Sasse posits that loneliness is part of our issue, that we’re out of touch with each other, that we don’t socialize within our communities as much as in the past, and that we’re too tuned in to technology. Okay, I very much agree with that.
And thaaaaat’s where it pretty much stops.
He points to the confusion after the 2016 election, noting that the media is liberal and out of touch with the mainstream, truck-driving America that currently exists (“Trucks are the vehicles of choice in America, and how many in the liberal media even know someone who drives a truck, let alone drives one themselves?”
Hmmm… And oh hey? My SISTER drives a truck and she’s not currently favoring Trump and the far-right. …just saying… Confusing? I KNOW).
And he notes that fury of the people wasn’t something that Newt Gingrich fanned the flames of; rather, it started on the left, mostly Joe Biden when he was sort of considering a presidential run and made the Clarence Thomas hearings a hate-filled circus. Uhm, I think there were some issues that women in particular felt were very important in play there.

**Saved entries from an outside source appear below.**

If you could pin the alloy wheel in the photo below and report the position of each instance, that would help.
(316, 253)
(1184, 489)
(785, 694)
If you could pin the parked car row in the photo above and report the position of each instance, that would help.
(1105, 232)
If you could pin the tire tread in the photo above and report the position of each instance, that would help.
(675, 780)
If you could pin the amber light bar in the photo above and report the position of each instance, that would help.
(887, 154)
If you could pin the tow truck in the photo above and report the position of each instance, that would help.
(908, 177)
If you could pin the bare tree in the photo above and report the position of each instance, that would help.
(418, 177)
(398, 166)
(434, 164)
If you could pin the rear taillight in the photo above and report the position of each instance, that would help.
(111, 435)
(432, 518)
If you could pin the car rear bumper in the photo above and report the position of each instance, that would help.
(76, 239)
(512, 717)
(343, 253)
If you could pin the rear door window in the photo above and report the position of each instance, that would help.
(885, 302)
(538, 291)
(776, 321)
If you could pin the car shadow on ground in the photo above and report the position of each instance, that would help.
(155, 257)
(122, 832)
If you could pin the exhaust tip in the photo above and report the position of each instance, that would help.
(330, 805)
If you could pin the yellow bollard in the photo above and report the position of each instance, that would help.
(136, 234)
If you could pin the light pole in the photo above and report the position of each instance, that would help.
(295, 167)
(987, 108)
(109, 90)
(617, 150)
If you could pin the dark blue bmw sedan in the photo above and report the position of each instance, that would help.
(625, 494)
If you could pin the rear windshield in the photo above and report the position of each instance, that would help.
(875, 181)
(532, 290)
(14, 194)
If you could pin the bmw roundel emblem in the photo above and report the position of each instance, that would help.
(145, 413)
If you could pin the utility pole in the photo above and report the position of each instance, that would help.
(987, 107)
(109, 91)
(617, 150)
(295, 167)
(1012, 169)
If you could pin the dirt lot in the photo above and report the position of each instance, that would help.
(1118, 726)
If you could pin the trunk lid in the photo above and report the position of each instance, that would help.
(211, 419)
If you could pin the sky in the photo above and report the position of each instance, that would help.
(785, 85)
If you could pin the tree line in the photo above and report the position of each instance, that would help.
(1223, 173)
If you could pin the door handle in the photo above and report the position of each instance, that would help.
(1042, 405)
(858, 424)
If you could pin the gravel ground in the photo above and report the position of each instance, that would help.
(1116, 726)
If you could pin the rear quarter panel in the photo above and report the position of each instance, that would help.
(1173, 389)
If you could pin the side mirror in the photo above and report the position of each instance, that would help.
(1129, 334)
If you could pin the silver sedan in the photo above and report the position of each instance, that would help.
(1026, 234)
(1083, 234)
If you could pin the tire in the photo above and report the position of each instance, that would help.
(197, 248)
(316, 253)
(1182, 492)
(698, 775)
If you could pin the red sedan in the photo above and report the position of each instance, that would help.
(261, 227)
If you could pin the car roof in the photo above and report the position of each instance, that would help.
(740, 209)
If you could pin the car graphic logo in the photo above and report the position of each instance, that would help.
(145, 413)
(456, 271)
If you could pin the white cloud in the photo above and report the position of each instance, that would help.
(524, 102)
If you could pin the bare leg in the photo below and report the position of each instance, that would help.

Sasse says that Americans who voted Trump in were forced to do that because their needs weren’t getting considered. Their religious freedoms were being trodden on by a Supreme Court that was saying abortion was okay, being gay was okay, and that, even if your religion strongly disagreed with said choices, said lifestyles, you still had to serve them if they came into your restaurant. And that’s baaaaad, he says. Of COURSE they had to vote Trump in. It was all about getting the proper judges onto the Supreme Court so that greater America’s religious freedom could be ensured (a scary thought given what’s happening now).
Am I ticking you off? Am I wearing my “radical left-wing elements” on my sleeve?
No, Mr. Sasse. I happen to be a part of America also. You say slavery was bad, but abolishment of slavery is what made America great. I happen to say that No, slavery was bad. And I’m not dreaming of a grand childhood in a close community when that community existed as a segregated environment, like your greater America misses.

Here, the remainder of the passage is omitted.